April 18, 2024 at 08:45AM
Cisco released patches for a high-severity IMC vulnerability (CVE-2024-20295, CVSS 8.8) allowing local attackers to inject commands and gain root privileges. Another flaw (CVE-2024-20356) could let remote attackers gain root privileges. A medium-severity bug (CVE-2024-20373) in IOS and IOS XE software was also fixed.
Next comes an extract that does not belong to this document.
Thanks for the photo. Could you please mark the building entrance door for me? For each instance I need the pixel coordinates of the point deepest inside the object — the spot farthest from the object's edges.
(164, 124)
Users are urged to update their Cisco appliances promptly.
Key takeaways from the meeting notes are as follows:
1. Cisco has announced patches for a high-severity Integrated Management Controller (IMC) vulnerability, tracked as CVE-2024-20295, which allows a local attacker with read-only or higher privileges to inject arbitrary commands and gain root privileges.
2. The vulnerability impacts Cisco’s 5000 series Enterprise Network Compute Systems (ENCS), Catalyst 8300 series Edge uCPE, UCS C-Series rack servers in standalone mode, and UCS E-Series servers, as well as applications based on a pre-configured version of UCS C-Series servers.
3. Cisco has also patched a different high-severity flaw in IMC (CVE-2024-20356) that could allow a remote attacker logged in to an administrator account to inject commands and gain root privileges. This flaw affects several Cisco products including the 5000 series ENCS, Catalyst 8300 series Edge uCPE, UCS C-Series M5, M6, and M7 rack servers, UCS E-Series servers, UCS S-Series storage servers, and appliances based on a preconfigured version of Cisco UCS C-Series servers.
4. Additionally, Cisco has patched a medium-severity bug (CVE-2024-20373) in IOS and IOS XE software, which could be exploited remotely, without authentication, to perform SNMP polling of an affected device.
5. Cisco advises users to update their appliances as soon as possible, as attackers are known to have exploited Cisco vulnerabilities for which patches have been released.
6. Further information on the resolved flaws can be found on Cisco’s security advisories page.